Several cytotoxic agents have been used alone or in combination with mitotane in the treatment of advanced ACC.61 The aim of chemotherapy associated with mitotane is related to the ability of mitotane to overcome the drug resistance induced by P-glycoprotein which is widely expressed in ACC.27,62 The efficacy of the combination of streptozocin with mitotane (1–4 gr/day) has been evaluated in a phase II study, involving 40 patients affected by ACC. Complete or partial response was obtained in 36.4% of patients and the presence of distant metastases at diagnosis was identified as a poor prognostic factor.63
Subsequently, a large prospective phase II trial evaluated the efficiency of polichemotherapy (etoposide–doxorubicin–cisplatin [EDP]) in combination with mitotane (4 gr/day per os).64 In this trial, the overall response rate was 48.6% and 5 out of 72 patients obtained a complete response.64 Interestingly, in this group, androgen and glucocorticoid secretions were associated with long survival and poor prognosis respectively. Furthermore, the surgical resection of residual disease after chemotherapy led to a more favourable outcome. The most frequent toxicity was haematologic (leukopenia), while the most common extra-haematologic side effects were gastrointestinal, neurologic, asthaenia and myalgias. This study confirmed that the therapeutic activity of EDP plus mitotane seems to be higher (in terms of response rate and survival) than that of either mitotane alone or other chemotherapy regimens associated or not to mitotane.64 A larger randomised study conducted by Fassnacht et al., and including 304 patients, confirmed a significantly higher response and longer median progression-free survival in the group of patients treated with mitotane plus EDP compared to mitotane plus streptozocin.65 Consequently, the combination of EDP plus mitotane is considered the reference regimen when a more aggressive therapeutic approach is required.
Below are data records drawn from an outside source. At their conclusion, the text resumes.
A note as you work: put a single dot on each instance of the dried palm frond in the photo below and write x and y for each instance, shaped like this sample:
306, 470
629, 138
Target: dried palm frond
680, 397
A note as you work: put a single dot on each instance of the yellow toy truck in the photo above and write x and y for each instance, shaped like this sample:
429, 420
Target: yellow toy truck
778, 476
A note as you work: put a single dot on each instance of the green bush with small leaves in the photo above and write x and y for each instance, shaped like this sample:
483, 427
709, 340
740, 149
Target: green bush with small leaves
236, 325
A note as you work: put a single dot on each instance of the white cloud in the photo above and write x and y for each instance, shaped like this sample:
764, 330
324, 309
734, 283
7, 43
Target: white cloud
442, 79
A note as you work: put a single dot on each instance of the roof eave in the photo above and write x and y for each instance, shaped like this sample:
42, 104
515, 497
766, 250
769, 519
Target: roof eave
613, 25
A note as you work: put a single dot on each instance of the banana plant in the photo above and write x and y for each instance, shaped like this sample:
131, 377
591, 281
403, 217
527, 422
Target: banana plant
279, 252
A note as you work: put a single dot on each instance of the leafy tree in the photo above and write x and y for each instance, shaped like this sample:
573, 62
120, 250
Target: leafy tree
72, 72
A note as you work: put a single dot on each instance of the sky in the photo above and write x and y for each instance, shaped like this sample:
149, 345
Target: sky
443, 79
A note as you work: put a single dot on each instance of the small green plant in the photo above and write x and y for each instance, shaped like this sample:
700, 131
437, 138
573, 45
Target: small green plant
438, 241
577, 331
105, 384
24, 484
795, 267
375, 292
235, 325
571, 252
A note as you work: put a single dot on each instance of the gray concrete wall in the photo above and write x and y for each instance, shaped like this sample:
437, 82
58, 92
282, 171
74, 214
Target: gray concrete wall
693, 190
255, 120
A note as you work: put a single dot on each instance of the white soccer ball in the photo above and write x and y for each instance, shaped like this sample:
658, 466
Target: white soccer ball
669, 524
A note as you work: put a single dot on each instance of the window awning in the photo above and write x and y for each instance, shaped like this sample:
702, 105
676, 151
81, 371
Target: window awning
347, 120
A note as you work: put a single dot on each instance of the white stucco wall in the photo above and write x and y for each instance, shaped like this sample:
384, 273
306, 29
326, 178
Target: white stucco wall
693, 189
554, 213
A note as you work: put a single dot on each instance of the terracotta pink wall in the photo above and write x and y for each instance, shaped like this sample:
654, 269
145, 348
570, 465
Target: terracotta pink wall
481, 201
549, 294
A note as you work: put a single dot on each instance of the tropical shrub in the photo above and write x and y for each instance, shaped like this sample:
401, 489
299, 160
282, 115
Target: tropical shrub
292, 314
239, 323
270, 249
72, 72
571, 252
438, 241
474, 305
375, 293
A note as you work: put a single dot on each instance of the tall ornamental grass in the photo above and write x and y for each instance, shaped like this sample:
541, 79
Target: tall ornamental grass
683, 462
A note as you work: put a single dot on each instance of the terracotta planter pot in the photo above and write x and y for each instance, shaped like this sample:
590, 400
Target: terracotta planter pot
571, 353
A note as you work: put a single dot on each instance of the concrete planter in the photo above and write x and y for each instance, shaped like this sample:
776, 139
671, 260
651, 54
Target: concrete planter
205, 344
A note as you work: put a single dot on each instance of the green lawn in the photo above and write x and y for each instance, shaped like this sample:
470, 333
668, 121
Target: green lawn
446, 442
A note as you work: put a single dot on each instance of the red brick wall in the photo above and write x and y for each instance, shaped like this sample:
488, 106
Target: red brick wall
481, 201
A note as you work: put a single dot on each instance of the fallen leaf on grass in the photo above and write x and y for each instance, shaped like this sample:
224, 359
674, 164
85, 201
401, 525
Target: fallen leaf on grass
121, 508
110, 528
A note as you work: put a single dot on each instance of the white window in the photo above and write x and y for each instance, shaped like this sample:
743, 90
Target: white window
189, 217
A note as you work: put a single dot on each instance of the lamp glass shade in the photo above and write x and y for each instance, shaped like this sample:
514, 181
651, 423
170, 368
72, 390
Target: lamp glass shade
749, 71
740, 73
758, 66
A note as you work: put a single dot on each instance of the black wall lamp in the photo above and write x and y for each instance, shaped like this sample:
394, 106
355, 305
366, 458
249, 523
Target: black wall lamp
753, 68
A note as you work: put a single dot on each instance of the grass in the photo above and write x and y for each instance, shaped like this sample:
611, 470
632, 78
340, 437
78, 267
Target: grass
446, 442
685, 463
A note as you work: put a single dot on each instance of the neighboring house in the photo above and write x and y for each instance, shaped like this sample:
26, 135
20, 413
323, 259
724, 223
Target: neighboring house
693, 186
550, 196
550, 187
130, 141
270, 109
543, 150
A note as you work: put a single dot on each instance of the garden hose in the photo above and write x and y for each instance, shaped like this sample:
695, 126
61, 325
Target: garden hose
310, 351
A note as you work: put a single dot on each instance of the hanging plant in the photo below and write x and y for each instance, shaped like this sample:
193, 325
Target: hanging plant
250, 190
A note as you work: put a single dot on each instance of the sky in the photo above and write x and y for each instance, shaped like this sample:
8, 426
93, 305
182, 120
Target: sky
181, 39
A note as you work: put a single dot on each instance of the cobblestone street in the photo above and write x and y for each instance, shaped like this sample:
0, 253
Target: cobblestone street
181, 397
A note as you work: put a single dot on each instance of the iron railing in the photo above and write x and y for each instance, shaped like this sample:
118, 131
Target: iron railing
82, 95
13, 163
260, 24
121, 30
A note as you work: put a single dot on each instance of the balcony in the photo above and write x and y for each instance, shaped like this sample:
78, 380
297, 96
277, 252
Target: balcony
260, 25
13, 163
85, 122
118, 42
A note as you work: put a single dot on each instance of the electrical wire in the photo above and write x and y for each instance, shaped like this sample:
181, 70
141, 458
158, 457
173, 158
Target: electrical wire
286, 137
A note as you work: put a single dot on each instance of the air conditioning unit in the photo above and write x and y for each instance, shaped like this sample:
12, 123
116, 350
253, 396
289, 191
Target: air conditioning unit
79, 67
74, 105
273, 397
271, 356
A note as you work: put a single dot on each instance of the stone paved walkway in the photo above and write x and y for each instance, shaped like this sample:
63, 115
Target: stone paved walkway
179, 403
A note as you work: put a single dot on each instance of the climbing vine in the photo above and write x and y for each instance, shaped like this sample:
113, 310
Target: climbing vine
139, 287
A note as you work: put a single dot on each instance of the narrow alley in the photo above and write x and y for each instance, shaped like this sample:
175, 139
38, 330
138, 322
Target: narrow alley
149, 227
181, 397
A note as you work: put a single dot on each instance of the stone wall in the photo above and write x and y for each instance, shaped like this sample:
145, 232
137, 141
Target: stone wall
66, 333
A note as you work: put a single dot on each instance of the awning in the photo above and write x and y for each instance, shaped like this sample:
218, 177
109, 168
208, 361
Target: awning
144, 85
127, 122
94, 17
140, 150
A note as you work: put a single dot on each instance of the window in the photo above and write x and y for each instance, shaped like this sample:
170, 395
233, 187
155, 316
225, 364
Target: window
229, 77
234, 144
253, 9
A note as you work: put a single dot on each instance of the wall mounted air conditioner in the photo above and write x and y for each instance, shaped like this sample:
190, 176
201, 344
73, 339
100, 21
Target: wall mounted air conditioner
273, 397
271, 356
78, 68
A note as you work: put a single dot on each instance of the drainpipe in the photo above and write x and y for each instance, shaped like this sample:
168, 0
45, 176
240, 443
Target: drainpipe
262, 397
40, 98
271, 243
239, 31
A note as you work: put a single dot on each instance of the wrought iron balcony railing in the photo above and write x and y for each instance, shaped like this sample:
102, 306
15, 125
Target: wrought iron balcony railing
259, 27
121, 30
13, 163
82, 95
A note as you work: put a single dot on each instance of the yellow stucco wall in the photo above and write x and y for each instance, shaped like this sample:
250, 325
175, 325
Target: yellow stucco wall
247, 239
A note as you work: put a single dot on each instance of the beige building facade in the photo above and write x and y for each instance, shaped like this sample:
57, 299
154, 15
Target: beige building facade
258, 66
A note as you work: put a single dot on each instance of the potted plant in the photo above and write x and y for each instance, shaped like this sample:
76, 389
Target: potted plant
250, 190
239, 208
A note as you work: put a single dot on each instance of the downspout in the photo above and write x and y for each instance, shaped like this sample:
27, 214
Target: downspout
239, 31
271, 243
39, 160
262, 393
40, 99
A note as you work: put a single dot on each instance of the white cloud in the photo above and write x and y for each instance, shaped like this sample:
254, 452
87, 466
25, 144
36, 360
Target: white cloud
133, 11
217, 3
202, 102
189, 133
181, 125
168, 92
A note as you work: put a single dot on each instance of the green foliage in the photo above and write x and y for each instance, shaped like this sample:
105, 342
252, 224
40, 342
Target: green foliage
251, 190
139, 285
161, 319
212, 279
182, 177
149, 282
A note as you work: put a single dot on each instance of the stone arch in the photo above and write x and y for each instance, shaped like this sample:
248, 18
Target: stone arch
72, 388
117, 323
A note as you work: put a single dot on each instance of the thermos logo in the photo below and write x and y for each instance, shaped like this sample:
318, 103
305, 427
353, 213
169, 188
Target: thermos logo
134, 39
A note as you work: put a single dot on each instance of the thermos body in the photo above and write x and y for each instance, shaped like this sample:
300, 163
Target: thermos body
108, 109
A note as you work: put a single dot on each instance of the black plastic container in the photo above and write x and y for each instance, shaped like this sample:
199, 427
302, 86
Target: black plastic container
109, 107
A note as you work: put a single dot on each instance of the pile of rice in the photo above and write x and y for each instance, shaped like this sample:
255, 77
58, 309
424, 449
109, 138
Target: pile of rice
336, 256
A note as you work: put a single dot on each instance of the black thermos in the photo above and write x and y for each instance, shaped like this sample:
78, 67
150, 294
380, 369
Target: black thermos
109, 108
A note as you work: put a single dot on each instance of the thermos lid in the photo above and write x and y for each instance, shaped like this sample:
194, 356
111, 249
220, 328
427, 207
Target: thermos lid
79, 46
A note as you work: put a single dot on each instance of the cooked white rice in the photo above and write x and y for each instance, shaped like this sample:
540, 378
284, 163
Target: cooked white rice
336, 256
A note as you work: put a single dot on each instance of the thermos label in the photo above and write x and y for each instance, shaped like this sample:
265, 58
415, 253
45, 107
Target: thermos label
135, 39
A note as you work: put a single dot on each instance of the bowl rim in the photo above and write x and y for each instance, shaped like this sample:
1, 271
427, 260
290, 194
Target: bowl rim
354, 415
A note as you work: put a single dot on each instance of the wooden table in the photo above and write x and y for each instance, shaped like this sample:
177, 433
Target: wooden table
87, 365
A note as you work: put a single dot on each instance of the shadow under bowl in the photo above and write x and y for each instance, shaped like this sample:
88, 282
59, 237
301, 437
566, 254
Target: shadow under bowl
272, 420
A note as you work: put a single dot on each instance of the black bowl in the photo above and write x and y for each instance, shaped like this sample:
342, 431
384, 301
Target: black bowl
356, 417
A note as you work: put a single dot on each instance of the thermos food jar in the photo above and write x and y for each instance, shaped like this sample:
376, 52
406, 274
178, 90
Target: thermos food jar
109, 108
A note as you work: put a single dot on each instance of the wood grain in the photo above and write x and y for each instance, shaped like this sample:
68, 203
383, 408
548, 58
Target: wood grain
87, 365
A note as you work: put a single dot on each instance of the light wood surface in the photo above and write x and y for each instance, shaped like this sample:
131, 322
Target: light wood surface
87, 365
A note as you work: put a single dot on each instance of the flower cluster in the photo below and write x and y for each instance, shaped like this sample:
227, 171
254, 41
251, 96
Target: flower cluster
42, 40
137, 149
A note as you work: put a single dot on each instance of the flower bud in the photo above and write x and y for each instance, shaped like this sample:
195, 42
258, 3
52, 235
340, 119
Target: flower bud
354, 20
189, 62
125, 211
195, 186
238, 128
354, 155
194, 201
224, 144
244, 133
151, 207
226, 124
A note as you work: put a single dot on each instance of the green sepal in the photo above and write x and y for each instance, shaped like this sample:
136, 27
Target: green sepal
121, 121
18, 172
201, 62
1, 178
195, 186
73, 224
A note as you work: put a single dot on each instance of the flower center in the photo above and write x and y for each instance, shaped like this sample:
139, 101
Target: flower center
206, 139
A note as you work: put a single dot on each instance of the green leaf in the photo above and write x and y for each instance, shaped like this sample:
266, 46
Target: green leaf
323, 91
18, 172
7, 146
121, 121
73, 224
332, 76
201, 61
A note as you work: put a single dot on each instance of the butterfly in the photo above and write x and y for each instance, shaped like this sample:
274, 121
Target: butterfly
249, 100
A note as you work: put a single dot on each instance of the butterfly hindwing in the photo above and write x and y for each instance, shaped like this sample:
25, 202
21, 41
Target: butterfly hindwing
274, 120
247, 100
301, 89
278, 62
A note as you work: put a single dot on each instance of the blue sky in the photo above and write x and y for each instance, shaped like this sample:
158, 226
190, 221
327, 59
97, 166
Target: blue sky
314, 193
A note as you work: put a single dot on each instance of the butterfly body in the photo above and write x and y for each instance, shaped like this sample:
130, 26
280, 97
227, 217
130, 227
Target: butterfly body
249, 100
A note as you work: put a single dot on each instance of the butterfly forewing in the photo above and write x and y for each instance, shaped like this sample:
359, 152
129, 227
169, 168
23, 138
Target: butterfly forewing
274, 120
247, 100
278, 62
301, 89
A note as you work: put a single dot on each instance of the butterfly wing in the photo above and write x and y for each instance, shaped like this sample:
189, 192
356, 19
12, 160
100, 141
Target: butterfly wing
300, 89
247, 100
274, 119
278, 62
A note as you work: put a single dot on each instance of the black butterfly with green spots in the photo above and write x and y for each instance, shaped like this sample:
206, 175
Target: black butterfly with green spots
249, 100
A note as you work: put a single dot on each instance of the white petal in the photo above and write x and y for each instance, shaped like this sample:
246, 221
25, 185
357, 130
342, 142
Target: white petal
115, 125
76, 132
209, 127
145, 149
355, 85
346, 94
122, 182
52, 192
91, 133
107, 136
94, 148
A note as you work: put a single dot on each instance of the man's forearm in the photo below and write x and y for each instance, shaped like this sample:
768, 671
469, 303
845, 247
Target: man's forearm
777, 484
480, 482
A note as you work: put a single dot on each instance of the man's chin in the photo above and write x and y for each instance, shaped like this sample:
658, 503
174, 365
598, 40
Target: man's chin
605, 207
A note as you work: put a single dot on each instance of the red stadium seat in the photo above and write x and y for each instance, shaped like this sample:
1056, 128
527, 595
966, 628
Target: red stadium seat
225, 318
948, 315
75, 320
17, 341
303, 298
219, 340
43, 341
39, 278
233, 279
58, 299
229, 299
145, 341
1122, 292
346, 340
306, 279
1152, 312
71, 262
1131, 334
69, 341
Furthermore, EDP plus mitotane is the only treatment approach in ACC whose results have been successfully confirmed in a randomised trial.65
ACC is a disease characterised by high mortality. Surgery represents the only feasible therapy while mitotane is a drug approved for the medical treatment. However, its effectiveness as adjuvant therapy is still debated, in particular because data are retrospectively collected and therefore might be methodologically biased. The recent ESMO33 and NCCN34 guidelines recommend mitotane use in an adjuvant setting, after surgery, in patients with incomplete resection or high-risk degree. In advanced disease, a regimen with EDP in combination with mitotane is recommended. The major difficulty in the management of mitotane treatment is related to side effects and to the risk of toxicity, which requires careful and frequent monitoring of plasmatic mitotane levels. It is irrefutable that ACC requires alternative medical strategies. In the past few decades, better molecular characterisation of ACC has been tempted.9 In addition to activation of the beta catenin pathway, other findings include TP53 mutations found in Li-Fraumeni syndrome, the APC and CTNNB1 genes mutations in familial adenomatous polyposis coli, and the CDKN1C and IGF-2 genes mutations in Beckwith-Wiedemann syndrome7 as well as NF1, RB1 and menin gene mutations.66 However, even if these discoveries represent important findings in understanding the molecular changes in ACC, targeting these pathways currently does not seem to have an impact on the course of the disease.67 Waiting for new medical strategies on molecular targets in the coming years will be mandatory to optimise the current knowledge by prospective trials, to evaluate the possibility of radiotherapy in particular settings and to validate the use of mitotane in the adjuvant setting, as proposed by ADIUVO study. Importantly, owing to the rarity of the disease, collaborative studies appear to be the only way to improve the knowledge of the disease, survival and quality of life of patients with ACC.